If we reply with a raised eyebrow or a despairing grin, this music surely deserves our attention, and the concert was a performance to remember, played with sincerity and humou. These pieces, a secret diary from behind the Iron Curtain, left me exhausted but enlivened: sometimes we need a certain vitriol to freshen our vision.

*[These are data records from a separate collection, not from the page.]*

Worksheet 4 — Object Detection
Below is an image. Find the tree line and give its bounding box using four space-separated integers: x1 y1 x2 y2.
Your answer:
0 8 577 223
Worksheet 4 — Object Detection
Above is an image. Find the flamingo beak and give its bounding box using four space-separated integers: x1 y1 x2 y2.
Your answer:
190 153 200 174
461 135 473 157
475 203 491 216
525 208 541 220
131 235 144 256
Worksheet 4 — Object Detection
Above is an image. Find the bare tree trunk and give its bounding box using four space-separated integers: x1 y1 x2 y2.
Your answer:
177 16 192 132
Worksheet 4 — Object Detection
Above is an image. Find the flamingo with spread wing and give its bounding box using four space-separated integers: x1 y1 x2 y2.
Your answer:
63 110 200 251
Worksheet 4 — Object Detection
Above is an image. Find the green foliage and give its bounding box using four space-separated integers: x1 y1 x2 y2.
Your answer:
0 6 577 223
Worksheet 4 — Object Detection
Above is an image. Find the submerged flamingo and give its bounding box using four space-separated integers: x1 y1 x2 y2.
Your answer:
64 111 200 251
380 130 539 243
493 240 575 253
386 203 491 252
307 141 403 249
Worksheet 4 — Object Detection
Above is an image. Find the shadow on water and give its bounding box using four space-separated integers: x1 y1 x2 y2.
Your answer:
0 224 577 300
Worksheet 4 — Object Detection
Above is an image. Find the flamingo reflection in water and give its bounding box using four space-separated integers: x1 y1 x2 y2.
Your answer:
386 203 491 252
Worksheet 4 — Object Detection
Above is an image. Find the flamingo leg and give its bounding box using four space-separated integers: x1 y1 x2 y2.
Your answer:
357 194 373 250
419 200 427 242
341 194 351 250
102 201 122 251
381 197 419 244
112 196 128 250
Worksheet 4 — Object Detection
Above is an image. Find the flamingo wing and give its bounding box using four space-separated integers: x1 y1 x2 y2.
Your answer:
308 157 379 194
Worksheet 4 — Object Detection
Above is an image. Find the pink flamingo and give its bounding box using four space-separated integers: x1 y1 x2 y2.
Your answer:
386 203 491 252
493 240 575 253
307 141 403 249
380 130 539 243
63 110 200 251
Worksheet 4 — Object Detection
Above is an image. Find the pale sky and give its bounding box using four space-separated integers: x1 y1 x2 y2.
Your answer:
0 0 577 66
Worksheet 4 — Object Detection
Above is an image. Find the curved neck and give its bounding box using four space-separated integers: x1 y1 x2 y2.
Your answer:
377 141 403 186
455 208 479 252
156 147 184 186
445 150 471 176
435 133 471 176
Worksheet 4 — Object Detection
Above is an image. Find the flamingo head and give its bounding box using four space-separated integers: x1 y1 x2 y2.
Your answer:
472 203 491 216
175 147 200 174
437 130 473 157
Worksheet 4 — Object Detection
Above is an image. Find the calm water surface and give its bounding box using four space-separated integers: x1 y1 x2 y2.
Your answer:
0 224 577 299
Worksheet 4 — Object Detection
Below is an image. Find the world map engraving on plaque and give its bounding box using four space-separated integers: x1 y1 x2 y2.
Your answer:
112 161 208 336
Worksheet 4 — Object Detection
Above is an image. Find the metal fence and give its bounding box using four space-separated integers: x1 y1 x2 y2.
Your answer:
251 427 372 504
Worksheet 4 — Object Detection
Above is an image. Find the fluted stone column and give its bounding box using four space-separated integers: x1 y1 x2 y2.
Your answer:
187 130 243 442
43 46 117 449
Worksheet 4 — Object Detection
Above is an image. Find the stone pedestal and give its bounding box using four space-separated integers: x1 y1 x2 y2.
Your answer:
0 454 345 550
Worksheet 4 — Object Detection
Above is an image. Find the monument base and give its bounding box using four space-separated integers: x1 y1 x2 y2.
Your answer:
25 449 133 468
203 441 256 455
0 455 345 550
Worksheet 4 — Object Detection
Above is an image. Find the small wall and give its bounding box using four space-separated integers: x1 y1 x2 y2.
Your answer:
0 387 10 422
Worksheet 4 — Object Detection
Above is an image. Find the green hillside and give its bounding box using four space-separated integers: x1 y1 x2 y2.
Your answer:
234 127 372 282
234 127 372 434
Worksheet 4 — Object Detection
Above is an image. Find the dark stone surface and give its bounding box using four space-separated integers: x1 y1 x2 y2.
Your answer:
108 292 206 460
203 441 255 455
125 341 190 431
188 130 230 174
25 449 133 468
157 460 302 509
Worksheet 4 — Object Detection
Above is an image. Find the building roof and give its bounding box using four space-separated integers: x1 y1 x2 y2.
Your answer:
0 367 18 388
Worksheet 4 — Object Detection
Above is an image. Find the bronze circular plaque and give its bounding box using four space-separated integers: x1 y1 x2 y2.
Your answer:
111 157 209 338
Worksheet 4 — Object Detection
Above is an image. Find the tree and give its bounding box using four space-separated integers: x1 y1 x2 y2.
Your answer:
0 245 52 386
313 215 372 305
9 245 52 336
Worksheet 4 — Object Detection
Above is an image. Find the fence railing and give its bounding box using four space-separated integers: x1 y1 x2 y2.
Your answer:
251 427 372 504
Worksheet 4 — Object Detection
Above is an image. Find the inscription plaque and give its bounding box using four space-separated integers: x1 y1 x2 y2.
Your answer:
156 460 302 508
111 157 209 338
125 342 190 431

the photo caption for this article is the Soviet War Memorial, Budapest 

music and words

We get a bit put off by classical music, because it seems daunting and full of codes and facades, perhaps a little illegible. I don’t know the first thing about football, I haven’t kicked a ball for years: where would I begin, with all the teams, players and chants, home stadiums, famous games? Where would I begin with orchestras, great performers, composers, and famous symphonies?

Despite the facade, music brings so much good, when we get to know what we’re looking for. Then it feels like an old friend, a great mine of solace and fun and wise advice. It can help us feel understood in our problems, whatever they are – and help us feel bright through it all, and find hope. All we need is an introduction.